OVIEDO, Spain (AA) – At least 10 flights were canceled on Monday in Spain, as workers of two major airlines continue to strike over pay dispute.

Iberia Express said in a statement that 1,300 passengers are being affected by the cancellation of 10 flights on Monday and called on the USO union to call off the cabin crew strike immediately.

“Choose dialogue instead of social confrontation, which harms the workers of Iberia Express, their clients and the future of the company,” the statement argued.

The 10-day strike in Iberia Express, the low-cost arm of Spain’s flagship carrier, began on Sunday and is set to cancel at least 92 flights until Sept. 6.

The USO union behind the strike says the cabin crew’s wages have been frozen for seven years. The workers are demanding wage increases that keep up with inflation.

Monday is also the last day of this round of Easyjet pilot strikes, which has caused more than 87 flight cancellations this month.

Their union Sepla argues pilots are demanding a return to the labor conditions that they had before the COVID-19 pandemic.

“During the pandemic, easyJet used the argument of potential job losses to demand a worsening of pilots’ labor conditions. Pilots accepted these conditions responsibly, not only to keep their jobs but to ensure the company’s survival,” according to Sepla.

The union on Monday said “the worst of the pandemic is over,” and pilots are flying a similar number of flights as they were in 2019.

This summer, the airline industry in Spain has dealt with several strikes that have spurred travel chaos, including that of Ryanair cabin crew.

In the first half of 2022, Spain saw a 20% increase in strike action as workers watched their purchasing power be eroded by inflation. The transportation industry saw a particular surge, with striking participants increasing by 89% over 2021.

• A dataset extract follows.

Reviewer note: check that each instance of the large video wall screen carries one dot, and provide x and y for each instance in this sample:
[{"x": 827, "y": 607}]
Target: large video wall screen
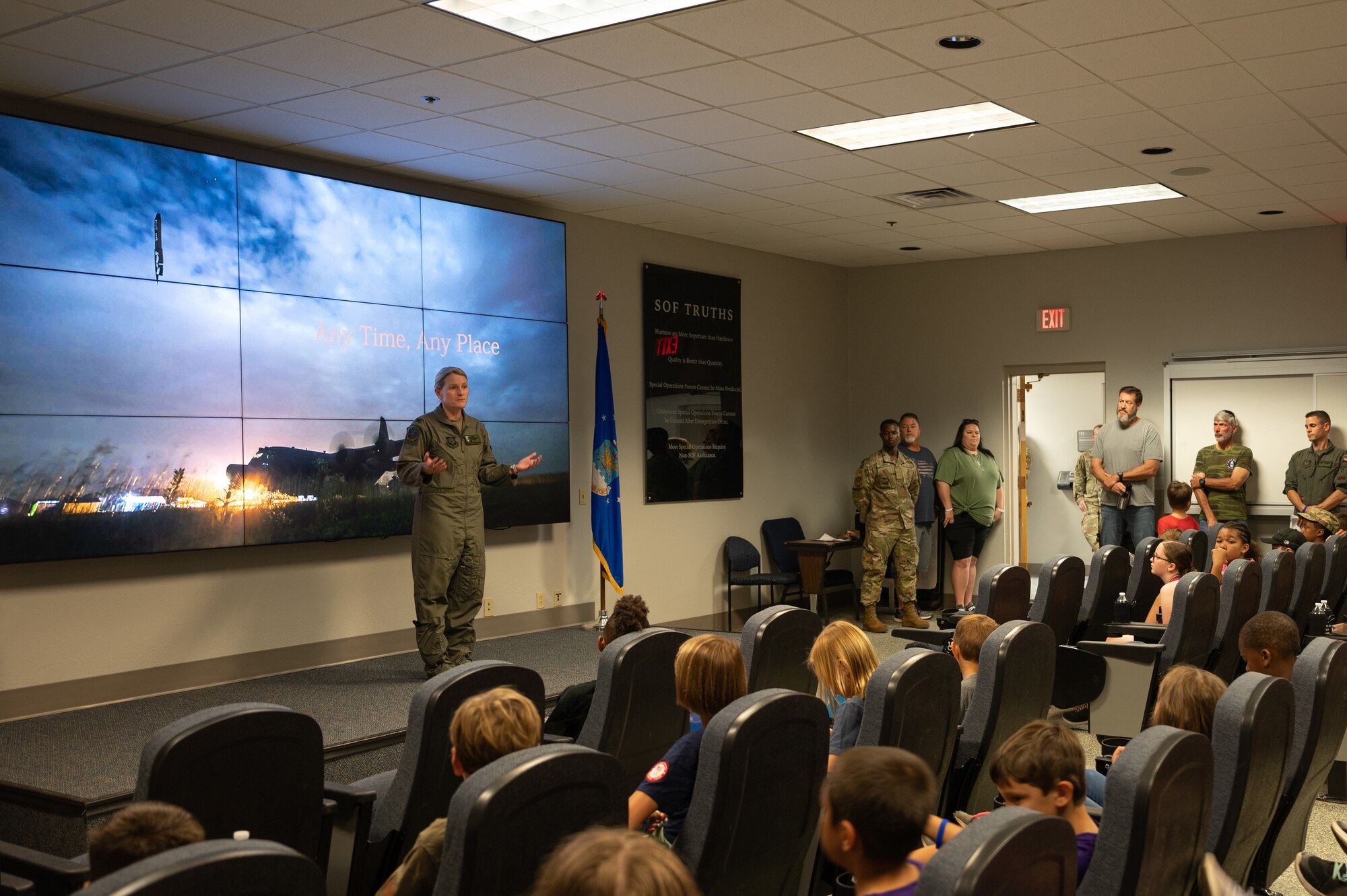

This autumn is forecast to be “hot” for strikes as well, with the country’s two main unions threatening a significant escalation in labor action if wages do not rise to meet surging costs.

Neighboring Portugal is also recovering from a weekend marked by acute travel stress. A walkout of handling employees at the Lisbon and Oporto airports from Friday to Sunday caused at least 118 flight cancellations.